Bu kaybetme hali Suriye sahasında daha da belirgin hale geliyor. “İslam’ın kılıcı” lansmanını son derece seven Saray, Trump görüşmesinden sonra aynı anda hem anayasa değişiklik önerisini imzalıyor hem de Rakka-Menbiç ısrarını yeniden açıklıyor. Bunun karşılığında da büyük bir hızla Rusya’dan yanıt geliyor. Astana toplantısı öncesinde Rus Büyükelçi’nin öldürülmesi benzeri bir olay da 3 askerin Rus uçakları tarafından öldürülmesi ile yaşanıyor. Erdoğan Rusların Kürtlere özerklik getiren anayasa taslağı sonrasında dümeni bir kez daha Trump’a çevirmeye çalışıyor. Bu kadar zikzağın görünürdeki kontrolü kaybetmişlik tablosunu güçlendirdiği ortada. Bu kadar çok kandırılan, bu kadar çok fikir değiştiren, bu kadar çok zikzak yapan bir liderin tüm yetkileri elinde toplamak istemesi nasıl makul karşılanabilir? Ayrıca “Fırat’ın doğusuna çekilirse PYD’yi ve kantonları tanıyabiliriz” açıklaması not edilmeli. Müslüman Kardeşler’in ABD tarafından terör örgütü ilan edilmesi tehdidine karşı Menbiç karşılığında Rojava düşmanlığını frenleme ve İran’a karşı Suudilerin kalkanı olmaya soyunma seçeneği güçlenebilir önümüzdeki günlerde.

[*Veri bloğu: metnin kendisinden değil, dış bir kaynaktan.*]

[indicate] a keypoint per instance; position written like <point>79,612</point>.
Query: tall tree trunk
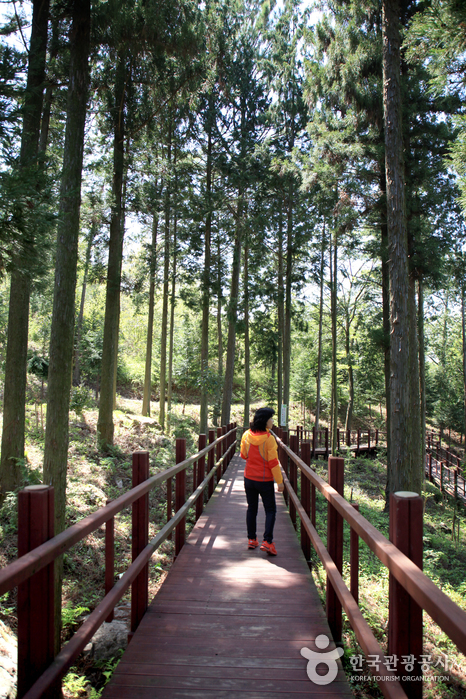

Ordunun içinin de kaynamaya devam ettiği, 15 Temmuz ile ilgili kamera kayıtlarının silinmesi, El Bab savaşında ordunun emir komuta zincirinin çalışmadığı bilgileri geliyor (T24’teki emekli askerin röportajı okunmalı). 15 Temmuz’da yaşananların üzeri neden örtülmeye çalışılıyor? Neredeyse Yeni Türkiye’nin Ergenekon efsanesine dönüştürülmek istenen bir olayın neden tüm detayları ortaya dökülmüyor? Bunun tek açıklaması 15 Temmuz gecesi taraf değiştirenlerin, Cemaatçilerle yola çıkıp yarı yolda Erdoğan tarafından ikna edilenlerin kimler olduğunun örtbas edilmesi olabilir mi? Ahmet Şık’a “15 Temmuz kitabı yazmayı bırak, yoksa seni tutuklarız” tehdidinin arkasında ne olduğu daha iyi anlaşılıyor.
Kanal D’nin sabah haberlerini sunan İrfan Değirmenci “Ben TV’ye her sabah çıktıkça insanlar her şeyin normal olduğunu düşünüyorlardı. Oysa hiçbir şey normal değil. Bunu anlamak önemli” demiş. Son derece haklı. Geçen hafta yaşananlar bu anormalliği ve giderek de bunun sürdürülemezliğini ortaya çıkardı. Özellikle akademisyenlere dönük saldırı yeni bir kırılma yarattı. Saray’ın sınırsız iktidar hevesinin ne büyük bir toplumsal tahribata yol açtığı giderek daha açık bir biçimde ortaya çıkıyor. Yalnız burada söylemi kurarken şimdiye kadar her gün dokunulanları, güvencesiz çalışanları, günübirlik iş değiştirmek zorunda kalanları da unutmadan konuşmak gerekiyor. AKP ideologları akademiye saldırılarını bir tür plebyen anti-elit anlatıya dönüştürebilirler. Barış akademisyenleri ve sosyalist öğretmenler bu büyük güvencesizlik düzenine itiraz ettikleri için güvencelerinden oldular. Aslolan neo-liberalizmin bir tür neo-popülist otoriterizm eliyle toplumun şimdiye kadar sinemediği gözeneklerine de taşınması. Neo-liberalizmin patrona fabrikada işçiler karşısında bahşettiği iktidar ve her işçinin dokunulabilirliği ile Türk tipi Başkanlık eliyle her vatandaşın dokunulabilir hale getirilmek istenmesi arasındaki paralellik dikkat çekici. Bu anlamıyla başkanlık neo-liberalizmin siyasetteki gerçek simetrisi olarak da anlaşılmalı. Başkanlık ile işçilerin güvencesizliği siyaset alanına da aynen aktarılıyor. OHAL durumunda temel insan haklarını da askıya alabilecek KHK çıkarma yetkisi kazanacak başkana Hayır derken işin bu kısmı unutulmamalı.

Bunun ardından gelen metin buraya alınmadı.